BGF Ventures worked with journalist Angela Jameson to create this feature on the Manchester tech scene, following their event with Tech North in October. We feel it’s a really good look at Manchester’s progress, so we’re sharing it with you here.
Manchester has always had a certain swagger about it.
The Northern city is home to two internationally successful football clubs, a world class orchestra, a film and TV production industry and a rich pop and dance music heritage.
To this list of attributes you can increasingly add: a thriving tech community that is competing with the best tech cities in Europe.
Three unicorns (companies with a valuation of $1 billion or higher) come from within or close to the city (AutoTrader, Moneysupermarket.com and The Hut Group) and some of the most successful tech IPOs of recent years are also from the city region: Moneysupermarket.com, AO.com, Boohoo.com.
Figures released last month from the Office for National Statistics also help explain the massive buzz around the city’s tech community: nearly 2,000 business were set up in just 12 months in the city – an increase of 10 percent and well ahead of the average startup rate around the rest of the country (4.3 percent).
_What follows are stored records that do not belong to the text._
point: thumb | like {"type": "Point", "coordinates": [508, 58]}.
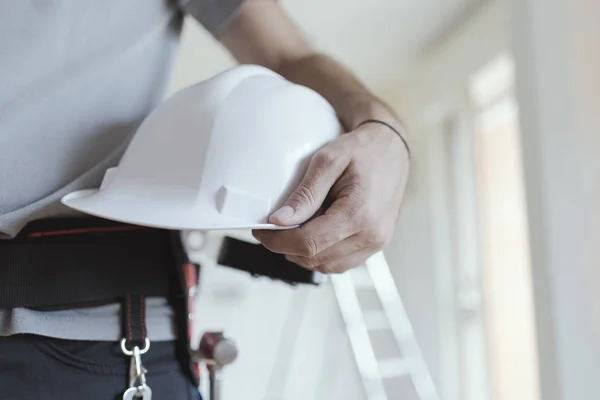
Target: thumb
{"type": "Point", "coordinates": [323, 171]}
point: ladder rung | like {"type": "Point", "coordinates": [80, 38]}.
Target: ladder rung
{"type": "Point", "coordinates": [361, 279]}
{"type": "Point", "coordinates": [376, 320]}
{"type": "Point", "coordinates": [393, 368]}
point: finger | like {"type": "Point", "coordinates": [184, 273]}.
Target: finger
{"type": "Point", "coordinates": [356, 260]}
{"type": "Point", "coordinates": [315, 236]}
{"type": "Point", "coordinates": [335, 253]}
{"type": "Point", "coordinates": [323, 171]}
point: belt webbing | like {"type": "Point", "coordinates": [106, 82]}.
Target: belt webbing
{"type": "Point", "coordinates": [60, 263]}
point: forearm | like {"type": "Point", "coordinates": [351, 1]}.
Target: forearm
{"type": "Point", "coordinates": [352, 101]}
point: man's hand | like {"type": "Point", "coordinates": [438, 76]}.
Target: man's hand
{"type": "Point", "coordinates": [362, 175]}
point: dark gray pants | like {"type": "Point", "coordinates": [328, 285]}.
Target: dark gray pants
{"type": "Point", "coordinates": [39, 368]}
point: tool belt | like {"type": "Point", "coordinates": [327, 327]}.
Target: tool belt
{"type": "Point", "coordinates": [62, 263]}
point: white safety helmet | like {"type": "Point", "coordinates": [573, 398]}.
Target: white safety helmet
{"type": "Point", "coordinates": [222, 154]}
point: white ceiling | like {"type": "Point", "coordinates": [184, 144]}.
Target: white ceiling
{"type": "Point", "coordinates": [376, 38]}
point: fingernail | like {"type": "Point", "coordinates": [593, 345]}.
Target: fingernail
{"type": "Point", "coordinates": [283, 213]}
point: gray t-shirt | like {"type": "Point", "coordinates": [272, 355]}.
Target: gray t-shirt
{"type": "Point", "coordinates": [76, 79]}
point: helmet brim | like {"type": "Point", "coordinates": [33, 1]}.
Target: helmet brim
{"type": "Point", "coordinates": [143, 212]}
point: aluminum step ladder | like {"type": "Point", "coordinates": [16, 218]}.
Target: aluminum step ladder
{"type": "Point", "coordinates": [403, 376]}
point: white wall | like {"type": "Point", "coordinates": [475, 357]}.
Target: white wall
{"type": "Point", "coordinates": [421, 98]}
{"type": "Point", "coordinates": [420, 252]}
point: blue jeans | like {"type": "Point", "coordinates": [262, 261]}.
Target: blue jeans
{"type": "Point", "coordinates": [40, 368]}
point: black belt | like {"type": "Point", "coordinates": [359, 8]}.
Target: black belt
{"type": "Point", "coordinates": [76, 262]}
{"type": "Point", "coordinates": [64, 262]}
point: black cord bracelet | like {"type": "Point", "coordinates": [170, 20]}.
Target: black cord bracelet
{"type": "Point", "coordinates": [376, 121]}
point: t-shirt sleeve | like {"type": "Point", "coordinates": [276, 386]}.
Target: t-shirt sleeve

A good many of them are likely to be in the tech sector.
Direct employment in tech in Manchester is now at 52,000, making it the second city for tech industry after London. If you add in people working in the wider digital industry that figure is closer to 85,000.
You make me want to shout
Martin Bryant, is a tech journalist, who used to travel the world as editor at large of The Next Web and thought that people needed to shout a lot more about the tech sector in the North.
Several years ago he was frustrated by the difficulty in finding a tech scene in Manchester, his adopted home town. “Manchester is the birthplace of the modern computer. Its television studios and music scene have had a huge impact on the country. It also has great computer science courses at the universities here, but people weren’t sticking around.”
Bryant gave a TEDx talk four years ago where he bemoaned the fact that there wasn’t a cohesive startup scene. “People were working in startups, but they were isolated and not sharing their experiences. Also there wasn’t much seed-stage investment from knowledgeable angel investors,” he says.
Maturing
This year Bryant made the leap from tech journalism to working as Tech North’s Community Editor. Since he gave his talk, things have changed dramatically for Manchester which, he argues, is maturing as a tech community.
The ecosystem sprouted organically but as with Tech City in London, it is now receiving nurturing attention from Government. Tech North has been set up to encourage tech businesses in the Northern cities of Manchester, Newcastle, Sheffield, Liverpool and Leeds.
Richard Gregory runs that organisation from Manchester. The building blocks are in place in Manchester, he says, particularly in terms of shared co-working spaces for entrepreneurs and support groups, like Manchester Digital. North-East based accelerator, Ignite, set up in the city this year.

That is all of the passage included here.